AMD tested the Ryzen 9 7950X3D using two graphics cards, the Radeon RX 7900 XTX and the Nvidia RTX 4090, both systems equipped with two 16GB DDR5-6000 memory. With the Radeon RX 7900 XTX, the difference between the two processors is 5.6%. This gap increased to 6% when using the Nvidia RTX 4090.
The new AMD Ryzen 9 7950X 3D model was also compared to the original model 7950X without additional cache, and the test found that the new 3D V-Cache processor was 16% faster than the original.
AMD is using world-class bait, but will buyers take the bait?
Compared to Team Blue’s current lineup, Team Red is heating things up by offering what appears to be the best performing AMD processor yet. The crux of the matter, however, is whether gamers are willing to pay more for the performance boost.
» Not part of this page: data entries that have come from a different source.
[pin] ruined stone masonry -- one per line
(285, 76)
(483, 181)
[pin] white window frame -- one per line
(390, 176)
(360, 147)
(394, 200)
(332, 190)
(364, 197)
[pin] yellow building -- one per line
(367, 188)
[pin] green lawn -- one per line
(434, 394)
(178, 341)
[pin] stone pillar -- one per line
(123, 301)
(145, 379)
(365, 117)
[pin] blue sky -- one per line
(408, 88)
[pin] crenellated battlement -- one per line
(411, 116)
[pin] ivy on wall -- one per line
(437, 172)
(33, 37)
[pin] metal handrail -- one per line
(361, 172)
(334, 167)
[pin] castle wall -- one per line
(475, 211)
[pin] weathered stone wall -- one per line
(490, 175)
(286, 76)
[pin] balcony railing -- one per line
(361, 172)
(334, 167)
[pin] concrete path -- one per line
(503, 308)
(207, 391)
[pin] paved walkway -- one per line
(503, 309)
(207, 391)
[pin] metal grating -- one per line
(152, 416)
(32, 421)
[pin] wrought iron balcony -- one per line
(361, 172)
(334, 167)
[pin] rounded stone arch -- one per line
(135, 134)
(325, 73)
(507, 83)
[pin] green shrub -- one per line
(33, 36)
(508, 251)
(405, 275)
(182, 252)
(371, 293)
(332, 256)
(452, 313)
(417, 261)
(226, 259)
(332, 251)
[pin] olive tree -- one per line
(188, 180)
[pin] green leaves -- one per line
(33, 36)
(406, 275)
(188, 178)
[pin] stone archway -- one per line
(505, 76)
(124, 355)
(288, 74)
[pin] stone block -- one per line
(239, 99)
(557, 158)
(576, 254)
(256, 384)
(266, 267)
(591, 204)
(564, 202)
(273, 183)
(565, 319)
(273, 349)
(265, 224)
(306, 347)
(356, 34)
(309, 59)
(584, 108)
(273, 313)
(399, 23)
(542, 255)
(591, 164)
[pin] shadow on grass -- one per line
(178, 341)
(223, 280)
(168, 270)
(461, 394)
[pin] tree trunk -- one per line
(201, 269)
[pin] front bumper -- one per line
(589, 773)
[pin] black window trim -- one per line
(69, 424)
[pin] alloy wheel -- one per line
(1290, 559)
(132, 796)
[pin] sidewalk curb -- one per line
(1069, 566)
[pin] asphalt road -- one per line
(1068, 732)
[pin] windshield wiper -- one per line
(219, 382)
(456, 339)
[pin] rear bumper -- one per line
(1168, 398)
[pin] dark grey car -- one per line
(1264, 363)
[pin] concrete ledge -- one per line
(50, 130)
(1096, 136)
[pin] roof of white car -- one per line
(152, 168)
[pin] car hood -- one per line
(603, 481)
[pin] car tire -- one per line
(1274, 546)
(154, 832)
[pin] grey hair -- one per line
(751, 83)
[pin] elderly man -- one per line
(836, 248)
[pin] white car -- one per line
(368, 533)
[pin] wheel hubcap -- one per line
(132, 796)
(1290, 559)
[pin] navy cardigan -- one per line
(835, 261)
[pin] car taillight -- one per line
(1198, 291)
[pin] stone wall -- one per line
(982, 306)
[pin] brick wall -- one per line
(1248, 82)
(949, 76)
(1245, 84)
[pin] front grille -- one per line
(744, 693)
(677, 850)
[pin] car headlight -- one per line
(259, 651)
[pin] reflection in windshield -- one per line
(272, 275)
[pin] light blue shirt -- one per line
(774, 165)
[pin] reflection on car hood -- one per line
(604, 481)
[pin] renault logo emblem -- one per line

Currently, Ryzen 9 7950X3D is Priced at $699 As of launch, the Core i9-13900K will cost around $589 (including amazon (opens in a new tab) Currently billing $569.99). That’s a pretty big cost gap. And, while there’s a significant performance improvement, it’s hard to justify paying over $100 more for a roughly 6% difference.
It’s no secret that PC gaming hasn’t even quite caught up to the previous generation’s specs, let alone anything this generation has to offer.Plus, for gamers, getting the latest processor really means Prevent Performance Bottlenecks Unless you’re playing a real-time strategy game. As for creatives and workers, cheaper CPUs are just fine.
We’ll see if the sales figures prove that buyers will invest in any performance improvements, or if those generous pockets are limited.